Ponte sullo Stretto: c'è l'intera copertura finanziaria. Il 2025 sarà l'anno del via ai lavori?
Il 2025 potrebbe essere ricordato come l’anno di svolta per il Ponte sullo Stretto di Messina. L’infrastruttura, discussa per decenni tra entusiasmi e critiche, è pronta a entrare nella fase operativa grazie alla completa copertura finanziaria.

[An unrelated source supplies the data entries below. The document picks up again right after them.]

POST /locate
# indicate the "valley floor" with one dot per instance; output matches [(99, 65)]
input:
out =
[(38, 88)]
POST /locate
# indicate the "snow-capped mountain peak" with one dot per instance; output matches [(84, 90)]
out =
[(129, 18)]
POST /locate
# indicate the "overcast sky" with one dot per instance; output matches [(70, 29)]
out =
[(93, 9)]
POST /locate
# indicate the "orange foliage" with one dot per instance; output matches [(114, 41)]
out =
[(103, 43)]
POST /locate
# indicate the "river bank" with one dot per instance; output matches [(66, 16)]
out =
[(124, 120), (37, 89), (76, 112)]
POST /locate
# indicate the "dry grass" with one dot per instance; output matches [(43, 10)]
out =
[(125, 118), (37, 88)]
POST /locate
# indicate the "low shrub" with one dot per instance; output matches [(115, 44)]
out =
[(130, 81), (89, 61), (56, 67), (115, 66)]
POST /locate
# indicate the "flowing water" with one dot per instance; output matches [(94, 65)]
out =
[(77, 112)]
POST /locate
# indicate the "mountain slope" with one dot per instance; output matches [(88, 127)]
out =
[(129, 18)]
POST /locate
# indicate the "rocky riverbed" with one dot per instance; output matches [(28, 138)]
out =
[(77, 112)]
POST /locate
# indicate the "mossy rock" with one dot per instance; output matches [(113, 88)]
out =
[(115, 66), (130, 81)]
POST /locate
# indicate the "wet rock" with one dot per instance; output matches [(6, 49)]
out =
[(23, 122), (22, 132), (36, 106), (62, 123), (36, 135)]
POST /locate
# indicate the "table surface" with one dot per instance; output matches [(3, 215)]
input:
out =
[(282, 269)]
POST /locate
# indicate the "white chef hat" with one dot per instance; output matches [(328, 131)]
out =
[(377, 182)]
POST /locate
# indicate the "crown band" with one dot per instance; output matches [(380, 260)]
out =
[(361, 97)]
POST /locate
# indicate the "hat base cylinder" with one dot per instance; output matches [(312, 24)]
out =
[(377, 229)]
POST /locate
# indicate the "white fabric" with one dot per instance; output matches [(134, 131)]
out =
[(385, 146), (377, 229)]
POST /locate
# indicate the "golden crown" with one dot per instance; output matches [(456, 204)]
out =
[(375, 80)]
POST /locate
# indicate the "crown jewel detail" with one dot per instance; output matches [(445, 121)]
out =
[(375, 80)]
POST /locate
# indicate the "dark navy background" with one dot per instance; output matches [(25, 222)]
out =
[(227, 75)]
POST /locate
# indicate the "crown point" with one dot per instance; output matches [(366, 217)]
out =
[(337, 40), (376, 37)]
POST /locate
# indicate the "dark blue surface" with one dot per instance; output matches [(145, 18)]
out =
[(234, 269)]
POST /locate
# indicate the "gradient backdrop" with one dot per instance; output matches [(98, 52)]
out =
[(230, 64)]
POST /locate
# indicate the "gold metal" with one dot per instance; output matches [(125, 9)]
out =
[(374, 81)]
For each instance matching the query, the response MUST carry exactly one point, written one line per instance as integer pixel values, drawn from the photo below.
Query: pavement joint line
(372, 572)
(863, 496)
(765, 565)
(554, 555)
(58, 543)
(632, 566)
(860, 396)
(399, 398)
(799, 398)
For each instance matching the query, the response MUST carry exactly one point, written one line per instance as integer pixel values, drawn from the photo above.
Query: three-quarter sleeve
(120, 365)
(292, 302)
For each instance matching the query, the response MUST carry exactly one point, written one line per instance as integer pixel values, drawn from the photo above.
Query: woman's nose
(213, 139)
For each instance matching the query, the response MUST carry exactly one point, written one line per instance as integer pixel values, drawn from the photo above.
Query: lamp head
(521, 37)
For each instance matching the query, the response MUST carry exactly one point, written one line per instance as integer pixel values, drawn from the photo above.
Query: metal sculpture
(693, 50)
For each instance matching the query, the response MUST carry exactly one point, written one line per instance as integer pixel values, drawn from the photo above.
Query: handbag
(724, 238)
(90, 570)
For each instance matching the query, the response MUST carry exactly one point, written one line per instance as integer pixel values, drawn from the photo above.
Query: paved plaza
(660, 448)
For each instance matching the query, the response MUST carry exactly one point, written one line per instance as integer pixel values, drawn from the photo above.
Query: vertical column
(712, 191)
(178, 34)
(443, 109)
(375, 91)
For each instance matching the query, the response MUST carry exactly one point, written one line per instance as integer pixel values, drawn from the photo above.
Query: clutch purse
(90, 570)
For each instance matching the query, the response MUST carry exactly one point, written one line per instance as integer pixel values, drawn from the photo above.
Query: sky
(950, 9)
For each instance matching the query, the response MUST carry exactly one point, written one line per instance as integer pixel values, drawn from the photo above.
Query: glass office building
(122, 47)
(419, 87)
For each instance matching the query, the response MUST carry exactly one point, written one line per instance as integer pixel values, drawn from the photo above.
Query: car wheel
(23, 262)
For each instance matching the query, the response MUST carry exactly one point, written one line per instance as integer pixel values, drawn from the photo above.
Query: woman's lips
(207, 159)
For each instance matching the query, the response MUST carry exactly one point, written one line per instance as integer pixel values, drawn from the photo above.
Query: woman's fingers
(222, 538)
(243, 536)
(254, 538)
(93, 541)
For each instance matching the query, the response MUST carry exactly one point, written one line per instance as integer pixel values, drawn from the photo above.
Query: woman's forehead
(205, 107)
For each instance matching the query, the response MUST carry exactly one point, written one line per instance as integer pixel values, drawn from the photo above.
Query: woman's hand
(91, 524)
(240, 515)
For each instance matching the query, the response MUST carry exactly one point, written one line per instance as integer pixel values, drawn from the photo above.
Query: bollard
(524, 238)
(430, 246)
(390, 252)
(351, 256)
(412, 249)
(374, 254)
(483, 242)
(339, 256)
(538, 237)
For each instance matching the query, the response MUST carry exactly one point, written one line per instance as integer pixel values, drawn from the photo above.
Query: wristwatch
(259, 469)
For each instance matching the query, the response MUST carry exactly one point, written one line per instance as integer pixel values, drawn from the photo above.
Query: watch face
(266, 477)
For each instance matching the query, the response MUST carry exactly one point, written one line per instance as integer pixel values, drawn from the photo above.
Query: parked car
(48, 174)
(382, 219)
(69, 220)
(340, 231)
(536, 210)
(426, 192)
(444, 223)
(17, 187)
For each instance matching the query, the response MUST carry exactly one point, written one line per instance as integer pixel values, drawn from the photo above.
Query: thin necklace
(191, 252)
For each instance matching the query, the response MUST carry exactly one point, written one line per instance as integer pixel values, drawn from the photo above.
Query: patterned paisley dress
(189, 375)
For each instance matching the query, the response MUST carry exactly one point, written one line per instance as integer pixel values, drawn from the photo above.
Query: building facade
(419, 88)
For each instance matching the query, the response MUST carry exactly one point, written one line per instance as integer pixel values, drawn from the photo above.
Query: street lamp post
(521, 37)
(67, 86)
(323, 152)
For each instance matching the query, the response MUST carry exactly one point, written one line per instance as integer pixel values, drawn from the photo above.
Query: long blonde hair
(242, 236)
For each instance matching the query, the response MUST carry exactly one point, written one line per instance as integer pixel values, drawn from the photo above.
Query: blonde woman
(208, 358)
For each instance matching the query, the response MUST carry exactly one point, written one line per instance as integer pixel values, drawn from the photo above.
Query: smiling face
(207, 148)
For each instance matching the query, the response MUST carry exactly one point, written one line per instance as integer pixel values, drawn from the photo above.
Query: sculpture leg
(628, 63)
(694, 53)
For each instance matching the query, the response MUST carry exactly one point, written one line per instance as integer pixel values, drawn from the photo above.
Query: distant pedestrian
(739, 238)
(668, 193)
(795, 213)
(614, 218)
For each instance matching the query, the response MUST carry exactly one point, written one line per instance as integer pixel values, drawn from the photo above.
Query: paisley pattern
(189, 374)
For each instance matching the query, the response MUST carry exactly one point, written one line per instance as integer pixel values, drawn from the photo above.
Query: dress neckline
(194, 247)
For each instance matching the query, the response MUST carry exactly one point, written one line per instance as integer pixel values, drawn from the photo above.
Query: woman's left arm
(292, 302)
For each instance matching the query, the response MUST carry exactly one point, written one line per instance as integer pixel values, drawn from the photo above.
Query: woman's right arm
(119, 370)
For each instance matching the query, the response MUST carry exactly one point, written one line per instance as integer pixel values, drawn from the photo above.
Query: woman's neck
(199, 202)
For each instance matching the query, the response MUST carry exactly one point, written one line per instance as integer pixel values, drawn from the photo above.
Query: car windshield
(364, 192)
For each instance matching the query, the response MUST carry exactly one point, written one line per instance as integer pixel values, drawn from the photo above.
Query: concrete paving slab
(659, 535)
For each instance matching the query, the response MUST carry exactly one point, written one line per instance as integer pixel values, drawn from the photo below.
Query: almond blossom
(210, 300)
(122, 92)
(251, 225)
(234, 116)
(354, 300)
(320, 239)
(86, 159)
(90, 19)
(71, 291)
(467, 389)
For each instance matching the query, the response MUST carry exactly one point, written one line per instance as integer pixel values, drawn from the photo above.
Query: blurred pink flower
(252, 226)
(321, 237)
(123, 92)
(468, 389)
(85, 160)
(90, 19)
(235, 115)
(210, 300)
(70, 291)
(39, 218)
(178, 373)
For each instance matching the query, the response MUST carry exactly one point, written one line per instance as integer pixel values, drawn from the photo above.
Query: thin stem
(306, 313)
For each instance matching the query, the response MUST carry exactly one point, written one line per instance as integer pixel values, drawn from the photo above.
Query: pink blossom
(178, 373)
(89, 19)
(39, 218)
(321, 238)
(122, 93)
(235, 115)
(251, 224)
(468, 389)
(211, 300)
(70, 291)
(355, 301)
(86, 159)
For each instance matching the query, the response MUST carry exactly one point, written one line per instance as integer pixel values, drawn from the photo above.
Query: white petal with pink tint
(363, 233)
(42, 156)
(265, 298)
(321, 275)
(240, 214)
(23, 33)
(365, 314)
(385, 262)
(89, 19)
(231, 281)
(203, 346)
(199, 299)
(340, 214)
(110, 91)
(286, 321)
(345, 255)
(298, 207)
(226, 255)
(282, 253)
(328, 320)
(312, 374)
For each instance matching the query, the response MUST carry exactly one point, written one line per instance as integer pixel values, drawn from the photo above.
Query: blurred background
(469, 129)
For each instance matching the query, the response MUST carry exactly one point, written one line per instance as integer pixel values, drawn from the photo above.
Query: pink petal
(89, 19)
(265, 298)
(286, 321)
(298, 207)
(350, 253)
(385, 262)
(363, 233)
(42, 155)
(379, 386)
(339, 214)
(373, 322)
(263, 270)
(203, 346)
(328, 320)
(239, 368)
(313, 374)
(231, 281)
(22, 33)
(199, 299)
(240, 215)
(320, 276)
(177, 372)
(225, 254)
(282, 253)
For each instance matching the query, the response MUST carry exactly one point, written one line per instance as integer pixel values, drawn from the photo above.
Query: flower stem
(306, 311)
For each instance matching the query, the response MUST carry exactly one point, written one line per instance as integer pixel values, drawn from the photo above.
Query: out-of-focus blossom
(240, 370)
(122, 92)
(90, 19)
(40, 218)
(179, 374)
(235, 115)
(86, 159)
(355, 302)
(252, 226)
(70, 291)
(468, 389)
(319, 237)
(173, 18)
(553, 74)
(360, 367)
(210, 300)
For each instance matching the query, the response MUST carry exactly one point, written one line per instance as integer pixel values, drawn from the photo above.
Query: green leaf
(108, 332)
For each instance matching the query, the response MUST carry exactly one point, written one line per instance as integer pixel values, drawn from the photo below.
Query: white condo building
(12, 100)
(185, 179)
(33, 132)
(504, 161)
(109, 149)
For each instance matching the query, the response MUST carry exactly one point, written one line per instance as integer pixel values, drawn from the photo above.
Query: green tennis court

Numeri e risorse: il quadro economico del progetto
Il costo complessivo del progetto è di 13,532 miliardi di euro, dei quali circa 5 miliardi per la costruzione del ponte vero e proprio e oltre 8 miliardi per opere accessorie e compensative in Sicilia e Calabria. Il finanziamento è stato garantito attraverso diverse fonti: 9,312 miliardi dal bilancio statale; 4,6 miliardi dal Fondo Sviluppo e Coesione (FSC); 1,6 miliardi dal FSC per le due regioni; 370 milioni di risorse proprie della società Stretto di Messina. L’ex assessore regionale al turismo, oggi capogruppo di Fratelli d’Italia all’ARS, Manlio Messina, ha evidenziato sui social i benefici economici legati alla riduzione dei costi dell’insularità per la Sicilia, stimati in 6 miliardi di euro all’anno: “La costruzione del ponte è un investimento che si ripagherà in breve tempo, eliminando perdite economiche e migliorando i collegamenti”.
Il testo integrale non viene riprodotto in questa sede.